CLARIFICATION: A name has been changed to reflect Sen. Fran Pavley’s staff.
Two California senators have introduced legislation that would provide students at University of California, California State University and California community colleges with easier access to voting booths and polling places during elections.
Sen. Fran Pavley (D-Agoura Hills) introduced a bill to the California State Senate floor that would make polling places available on college campuses.
Pavley, who graduated from CSUN in 1985 with a master’s degree in environmental planning, has introduced Senate Bill 267 to the state Senate in order to ensure that college students have access to polling places.
“As a former civics teacher, I know that engaging students in the democratic system of government is critically important,” Pavley said in a news release.
Local election officials currently have discretion in creating voting precincts and establishing polling places. SB 267 would require counties to designate UC, CSU, and California community college campuses with 1,000 or more students living on campus as their own elections precinct.
“SB 267 is all about making sure that students have access to the ballot box. My bill will give students convenient access to register and vote in future elections,” Pavley said in the release.
By establishing college campuses as their own precinct and creating polling places, it would allow students studying away from their hometown the ability to vote as well as allow students who vote by mail living in the same county as the campus the ability to drop off their ballots at a convenient polling place.
Junior childcare administration major Samantha Johnson, 21, likes SB 267 because it is geared toward out of state students.
“I think that’s the big key. I’ve met so many people from out of state and I think it would help them a great deal for national elections to have a polling place on campus. It would certainly help students who commute. My polling place is 45 minutes from the school. It would benefit me a lot and I would be more inclined to vote,” Johnson said.
In recent years, CSUN students have been fortunate in being provided a place to vote.
Janet Ohnishi, USU reservation and event services assistant, said that the Los Angeles County Registrar and Recorder’s Office has reserved a space in the Satellite Student Union for elections in 2006, 2008, 2010 and 2012. They have also reserved a space to facilitate voting for the May 21 mayoral run-off election.
If the bill passes, college students within the UC, CSU and community college campuses will not be financially responsible for the creation of these precincts and polling places.
Pavley’s staff said charging voters to vote would be unconstitutional and the polling places will come at no cost to students.
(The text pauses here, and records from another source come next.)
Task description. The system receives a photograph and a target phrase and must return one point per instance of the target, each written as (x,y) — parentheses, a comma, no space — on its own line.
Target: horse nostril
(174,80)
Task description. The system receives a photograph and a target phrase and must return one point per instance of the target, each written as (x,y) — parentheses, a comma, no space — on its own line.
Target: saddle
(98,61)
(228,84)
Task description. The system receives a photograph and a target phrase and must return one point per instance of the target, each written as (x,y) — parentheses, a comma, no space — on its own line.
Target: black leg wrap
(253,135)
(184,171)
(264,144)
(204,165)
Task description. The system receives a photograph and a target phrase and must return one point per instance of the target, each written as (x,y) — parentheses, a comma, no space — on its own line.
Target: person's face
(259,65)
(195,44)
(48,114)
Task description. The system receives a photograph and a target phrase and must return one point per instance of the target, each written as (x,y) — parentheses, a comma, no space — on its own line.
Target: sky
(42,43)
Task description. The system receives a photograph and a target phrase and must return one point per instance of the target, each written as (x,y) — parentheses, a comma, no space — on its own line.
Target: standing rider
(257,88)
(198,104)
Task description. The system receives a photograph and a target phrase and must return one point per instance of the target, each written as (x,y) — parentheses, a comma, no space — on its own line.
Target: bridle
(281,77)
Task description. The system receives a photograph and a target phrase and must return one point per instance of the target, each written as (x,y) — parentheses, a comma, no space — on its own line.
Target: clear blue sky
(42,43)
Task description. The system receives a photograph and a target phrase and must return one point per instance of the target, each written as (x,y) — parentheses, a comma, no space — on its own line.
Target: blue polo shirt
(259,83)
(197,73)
The staff also said providing voting places is the responsibility of the county and the state may pay any cost that the passing of SB 267 may incur.
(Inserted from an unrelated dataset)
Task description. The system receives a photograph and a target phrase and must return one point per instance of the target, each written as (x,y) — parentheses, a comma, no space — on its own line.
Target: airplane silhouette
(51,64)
There is a competing bill up against Pavley’s SB 267.
Sen. Leland Yee (D-San Francisco/San Mateo) introduced Senate Bill 240 on Feb. 12, which would require at least one polling place on every UC and CSU campus. SB 240 would also encourage polling places on community college campuses, where there is an adequate demand for them.
Adam Keigwin, Yee’s chief of staff, said that the difference between Pavley’s bill and Yee’s will not establish college campuses as their own precinct. SB 240 will just demand at least one polling place on UC and CSU campuses.
Keigwin said that large campuses such as UCLA and CSUN should theoretically have more than one polling place.
“If you make it all one precinct it will only have one polling place. Ours will get more people involved in voting,” Keigwin said.
“I like the first one [SB 267] better because sometimes classes interfere with polling times and it’s more convenient to have it on campus for students,” said Christina Arredondo, 21, junior anthropology major.
Arredondo lives in Burbank and said that the bill would allow her to vote on campus instead of having to drive back to her own precinct to vote in elections.
Maclachlan said the difference between SB 240 and SB 267 is that Pavley’s SB 267 is directly aimed at getting students more involved in voting. The college campuses being made into precincts would exclusively be used by students.
Dr. Martin Saiz, chair of CSUN’s political science department, said that these bills are an example of an excellent way to potentially increase voter turnout among students.
“Theoretically, making voting more convenient by putting polling places on college campuses will increase voter turnout among students,” Saiz said. “Young people in general tend to vote at the lowest rates.
“As a result, elected officials pay less attention to their needs,” Saiz added. “Thus, (the bills) should have a positive impact on the types of legislation that college students care about like lower fees, more financial aid, more classes and lower class sizes.”